The problem has a name in every large engineering organization. Tribal knowledge.
It’s the understanding of a codebase that lives in engineers’ heads, the non-obvious design decisions, the workarounds, the reasons a particular pattern exists, that never makes it into documentation. When an AI coding assistant encounters a large, complex repository without that context, it makes edits that don’t hold. It calls tools repeatedly trying to orient itself. It produces suggestions that work in isolation and break in integration.
Meta built a system to fix this. The results, published today on Meta’s Engineering Blog by Krishna Ganeriwal, Plawan Rath, and Ashwini Verma, are worth paying attention to.
By the numbers
– 50+ specialized AI agents deployed to read the full codebase – 4,100+ files across four repositories and three programming languages – 59 concise context files produced, encoding tribal knowledge for each code area – 100% of code modules now have structured navigation guides (up from 5%) – ~40% reduction in AI agent tool calls per task, Meta’s own preliminary measurement*
*The 40% figure is self-reported from preliminary testing. It has not been independently validated.
How the system works
The core architecture is a pre-compute engine. Rather than waiting for an AI coding assistant to figure out a codebase in real time, the approach most current tools use, Meta’s system runs a swarm of agents ahead of time to read every file systematically.
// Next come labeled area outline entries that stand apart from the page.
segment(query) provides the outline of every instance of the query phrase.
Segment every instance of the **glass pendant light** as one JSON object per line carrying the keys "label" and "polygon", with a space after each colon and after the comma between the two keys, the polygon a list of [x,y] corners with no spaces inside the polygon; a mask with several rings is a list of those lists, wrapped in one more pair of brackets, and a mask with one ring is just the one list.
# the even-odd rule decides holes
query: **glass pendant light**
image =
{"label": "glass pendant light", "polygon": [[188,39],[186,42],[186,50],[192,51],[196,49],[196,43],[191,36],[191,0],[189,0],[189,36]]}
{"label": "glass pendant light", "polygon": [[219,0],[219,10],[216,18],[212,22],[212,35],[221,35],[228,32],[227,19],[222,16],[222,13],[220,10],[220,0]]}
Those agents produce 59 context files. Each file encodes what a human expert would know about that section of the codebase: navigation structure, non-obvious patterns, the design decisions that explain why the code looks the way it does. When an AI coding assistant is later invoked, it has those context files available as structured guidance rather than raw code it must interpret from scratch.
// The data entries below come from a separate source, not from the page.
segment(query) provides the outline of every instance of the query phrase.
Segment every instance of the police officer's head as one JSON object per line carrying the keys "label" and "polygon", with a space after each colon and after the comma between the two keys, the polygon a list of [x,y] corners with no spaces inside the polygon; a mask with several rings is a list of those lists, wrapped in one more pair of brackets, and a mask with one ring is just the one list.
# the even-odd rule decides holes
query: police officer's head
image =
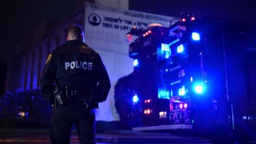
{"label": "police officer's head", "polygon": [[84,31],[82,27],[78,25],[69,27],[68,29],[67,39],[68,41],[78,39],[84,42]]}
The codebase in question covers four repositories, three languages, and more than 4,100 files. Before this system, AI agents had navigation guides for 5% of those modules. Now they have guides for all of them.
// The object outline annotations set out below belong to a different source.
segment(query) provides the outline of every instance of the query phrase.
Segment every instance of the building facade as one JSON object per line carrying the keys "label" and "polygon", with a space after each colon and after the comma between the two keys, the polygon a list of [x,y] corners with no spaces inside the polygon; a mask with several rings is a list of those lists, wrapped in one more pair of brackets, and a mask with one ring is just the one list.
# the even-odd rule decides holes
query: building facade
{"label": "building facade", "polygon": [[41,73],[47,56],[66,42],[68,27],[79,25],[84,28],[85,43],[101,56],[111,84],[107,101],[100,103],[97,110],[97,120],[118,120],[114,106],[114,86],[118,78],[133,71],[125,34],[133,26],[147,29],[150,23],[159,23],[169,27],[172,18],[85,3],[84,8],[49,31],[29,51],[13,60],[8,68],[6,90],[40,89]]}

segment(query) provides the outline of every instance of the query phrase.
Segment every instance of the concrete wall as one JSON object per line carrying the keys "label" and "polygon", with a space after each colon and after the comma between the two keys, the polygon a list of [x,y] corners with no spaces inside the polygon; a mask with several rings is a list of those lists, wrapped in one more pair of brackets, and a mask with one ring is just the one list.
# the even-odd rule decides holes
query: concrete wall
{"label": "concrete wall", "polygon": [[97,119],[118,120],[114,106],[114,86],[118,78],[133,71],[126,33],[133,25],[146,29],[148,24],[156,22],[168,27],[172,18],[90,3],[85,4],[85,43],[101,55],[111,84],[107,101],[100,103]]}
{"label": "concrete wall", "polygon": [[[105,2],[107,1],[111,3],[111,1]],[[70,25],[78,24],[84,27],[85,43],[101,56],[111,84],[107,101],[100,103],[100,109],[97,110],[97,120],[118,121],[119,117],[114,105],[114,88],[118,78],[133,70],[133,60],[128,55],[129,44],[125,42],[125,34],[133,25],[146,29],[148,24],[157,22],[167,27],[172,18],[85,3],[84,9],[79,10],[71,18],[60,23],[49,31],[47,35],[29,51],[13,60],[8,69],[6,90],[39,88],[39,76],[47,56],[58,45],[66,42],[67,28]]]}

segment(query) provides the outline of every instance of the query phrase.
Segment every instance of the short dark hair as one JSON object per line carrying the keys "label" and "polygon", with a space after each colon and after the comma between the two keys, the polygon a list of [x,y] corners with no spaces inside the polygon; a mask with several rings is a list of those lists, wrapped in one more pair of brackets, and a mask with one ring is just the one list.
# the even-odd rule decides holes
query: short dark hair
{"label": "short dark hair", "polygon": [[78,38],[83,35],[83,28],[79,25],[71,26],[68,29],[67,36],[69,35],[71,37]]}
Why developers and AI platform teams should care
This is a practitioner-grade case study from an engineering organization operating at scale. The tribal knowledge problem isn’t unique to Meta. It exists in any codebase large enough that no single engineer understands the whole thing.
The approach Meta describes is model-agnostic in design, the context files work as input to whatever AI coding assistant is in use. That portability matters. It means the architecture isn’t tied to a specific model release or API, which makes it more durable as the model landscape shifts.
The 40% reduction in tool calls has direct cost and performance implications. Every tool call is latency and, depending on the API, cost. An agent that needs fewer calls to complete a task is faster and cheaper to run.
What to watch
Meta hasn’t published this as a general-purpose tool, it’s a case study of an internal system applied to a specific codebase. The open question is whether the architecture generalizes. Does it work as well for codebases in different domains? What’s the cost of running 50+ agents for the initial pre-compute pass? How does the system handle rapid codebase evolution?
These questions aren’t answered in today’s post. Watch for follow-up publications from the named authors and for whether other frontier engineering organizations describe similar approaches.
TJS synthesis
Meta’s tribal knowledge system is one of the clearest published examples of a pre-compute context architecture for enterprise agentic AI. The approach trades upfront computation for runtime performance, an architectural bet that pays off when the codebase is stable enough to justify the investment. For AI platform teams building or buying agentic coding tools in 2026, this is the kind of first-party case study that should inform both build-vs-buy decisions and evaluation criteria. The metric to watch isn’t benchmark performance on generic tasks. It’s performance on your specific codebase. Meta’s system addresses exactly that gap.